Alıntı:
hukuk ve adalet rumuzlu üyeden alıntı
Bana sorarsanız bankalar tek taraflı kendilerine tanıdıkları haklarla, hile ve desiselerle kefillik müessesini kullanıp, TCK 158 maddesinin zanlılarıdır.
Hile ve desise yapmak bankalar icin sanki normal bir yol haline gelmis durumda.
Ev kredilerinde bir fek kaldirma ucreti vardir ki, akillara zarar paralar kanunsuzca alinmakta, ve tuketici hala, her gecen gun bir kez daha vurulmaktadir.
Yazilarimda bahsederim, bu memleketin hukuk devleti olabilmesi icin, hukuksuzluktan nemalanan unsurlarin yok edilmesi gerekmektedir.

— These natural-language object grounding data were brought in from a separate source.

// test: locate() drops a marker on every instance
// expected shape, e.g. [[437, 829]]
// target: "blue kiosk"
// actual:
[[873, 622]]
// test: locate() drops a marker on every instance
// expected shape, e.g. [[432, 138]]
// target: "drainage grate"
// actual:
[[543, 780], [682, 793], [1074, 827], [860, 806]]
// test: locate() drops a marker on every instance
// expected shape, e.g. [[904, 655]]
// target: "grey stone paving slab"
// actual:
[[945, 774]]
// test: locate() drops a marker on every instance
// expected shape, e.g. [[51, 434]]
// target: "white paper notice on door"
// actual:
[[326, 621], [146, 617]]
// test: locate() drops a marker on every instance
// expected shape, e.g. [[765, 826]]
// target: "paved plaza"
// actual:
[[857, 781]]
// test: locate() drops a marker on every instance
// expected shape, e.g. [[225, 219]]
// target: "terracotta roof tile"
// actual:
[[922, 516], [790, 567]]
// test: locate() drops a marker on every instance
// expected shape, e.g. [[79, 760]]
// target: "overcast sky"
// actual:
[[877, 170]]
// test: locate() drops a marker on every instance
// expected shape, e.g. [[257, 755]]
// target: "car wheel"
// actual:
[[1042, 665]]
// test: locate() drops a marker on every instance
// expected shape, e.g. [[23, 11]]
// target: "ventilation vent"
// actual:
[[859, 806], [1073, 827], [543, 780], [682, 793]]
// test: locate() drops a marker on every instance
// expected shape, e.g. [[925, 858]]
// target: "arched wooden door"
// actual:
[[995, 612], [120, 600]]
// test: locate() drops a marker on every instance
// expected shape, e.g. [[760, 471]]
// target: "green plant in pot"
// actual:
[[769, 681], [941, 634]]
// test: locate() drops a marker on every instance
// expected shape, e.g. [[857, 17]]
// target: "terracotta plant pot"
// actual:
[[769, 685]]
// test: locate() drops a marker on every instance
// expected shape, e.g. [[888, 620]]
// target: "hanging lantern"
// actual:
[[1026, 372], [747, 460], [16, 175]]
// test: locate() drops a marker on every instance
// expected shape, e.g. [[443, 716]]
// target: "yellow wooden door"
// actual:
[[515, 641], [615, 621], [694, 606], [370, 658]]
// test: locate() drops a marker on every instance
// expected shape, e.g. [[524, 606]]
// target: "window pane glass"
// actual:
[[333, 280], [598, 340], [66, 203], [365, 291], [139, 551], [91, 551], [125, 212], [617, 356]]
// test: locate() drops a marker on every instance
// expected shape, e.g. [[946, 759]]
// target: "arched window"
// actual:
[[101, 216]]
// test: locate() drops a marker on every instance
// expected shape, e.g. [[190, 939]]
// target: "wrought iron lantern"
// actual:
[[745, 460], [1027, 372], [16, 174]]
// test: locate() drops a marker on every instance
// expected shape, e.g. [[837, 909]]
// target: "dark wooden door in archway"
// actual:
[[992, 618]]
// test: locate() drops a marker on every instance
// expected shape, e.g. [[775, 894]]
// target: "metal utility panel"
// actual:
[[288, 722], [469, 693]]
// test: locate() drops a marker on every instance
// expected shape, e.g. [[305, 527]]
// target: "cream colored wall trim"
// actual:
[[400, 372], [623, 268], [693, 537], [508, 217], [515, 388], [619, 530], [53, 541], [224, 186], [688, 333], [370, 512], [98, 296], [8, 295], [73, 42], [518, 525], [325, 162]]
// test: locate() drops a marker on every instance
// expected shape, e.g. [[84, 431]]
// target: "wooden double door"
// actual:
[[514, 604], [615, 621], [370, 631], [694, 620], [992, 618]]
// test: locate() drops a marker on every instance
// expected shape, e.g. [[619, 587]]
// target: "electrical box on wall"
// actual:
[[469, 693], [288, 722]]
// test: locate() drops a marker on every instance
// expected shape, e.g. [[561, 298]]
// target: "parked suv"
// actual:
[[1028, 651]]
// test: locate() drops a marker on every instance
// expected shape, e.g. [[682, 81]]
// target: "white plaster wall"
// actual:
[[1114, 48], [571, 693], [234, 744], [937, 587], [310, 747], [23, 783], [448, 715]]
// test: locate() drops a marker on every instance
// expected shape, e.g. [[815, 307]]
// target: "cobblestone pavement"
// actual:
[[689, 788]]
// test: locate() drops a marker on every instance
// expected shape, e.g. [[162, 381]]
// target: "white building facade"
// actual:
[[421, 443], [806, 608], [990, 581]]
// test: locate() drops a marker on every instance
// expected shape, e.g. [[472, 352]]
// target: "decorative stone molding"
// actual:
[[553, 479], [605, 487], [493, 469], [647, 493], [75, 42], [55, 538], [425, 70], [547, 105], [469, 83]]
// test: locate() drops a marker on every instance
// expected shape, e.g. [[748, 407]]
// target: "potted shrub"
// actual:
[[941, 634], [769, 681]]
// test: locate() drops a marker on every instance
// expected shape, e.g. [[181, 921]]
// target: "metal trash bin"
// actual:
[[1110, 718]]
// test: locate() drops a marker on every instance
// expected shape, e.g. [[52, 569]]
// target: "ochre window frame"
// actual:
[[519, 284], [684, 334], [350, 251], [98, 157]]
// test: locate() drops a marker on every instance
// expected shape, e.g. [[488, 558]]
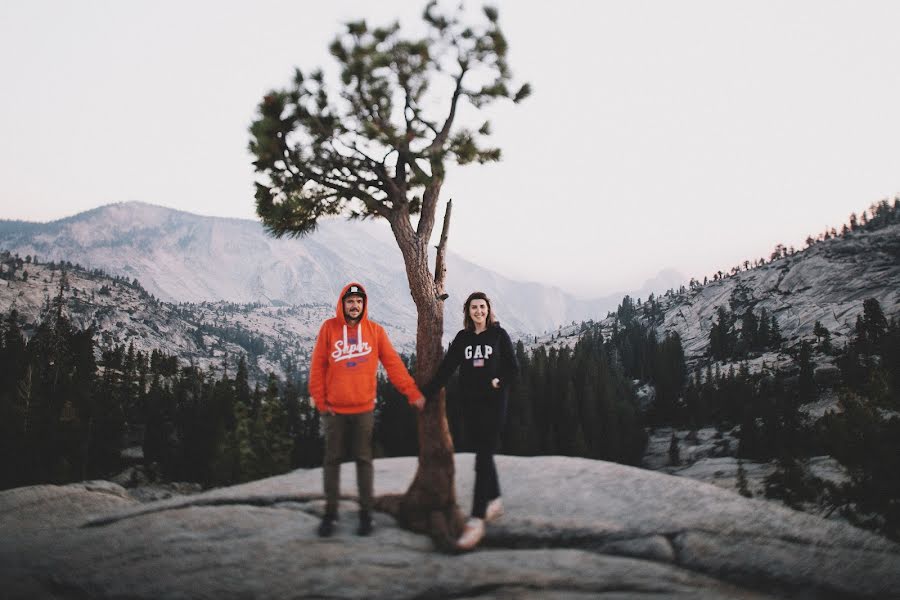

Bankayi dava edip en kucuk bir meblagi almak durumunda olsaniz, adamlar kaybedecegini bile bile aninda temyiz ediyorlar.
Sonucun 8 seneden once gelmiyecegini cok iyi biliyor banka avukatlari.
Ancak, alacaklari oldugunda, inanilmaz suratte icra gonderebiliyorlar.
Bu konu, ulkemizde, satilmis bolucu unsurlarin tahribatindan cok daha buyuk tahribata sebep olmakta ve kisileri intiharlara surukleyebilmektedir.
TSK'dan, iyi niyetli yuzlerce personel, sirf bu nedenle, " asiri borclanmadan " ihrac edilmislerdir.
Bu toplumsal sonuc, bankalardan cok, hukucularimiza zarar veriyor, diye dusunuyorum.
O yuzden, asla kefil isteyen bir kredi anlasmasina girmem, ve dostlarima da tavsiye etmem.
Bence de, bankalar, tek tarafli, kendilerine tanidiklari haklarla, TCK 158'in zanlilaridir.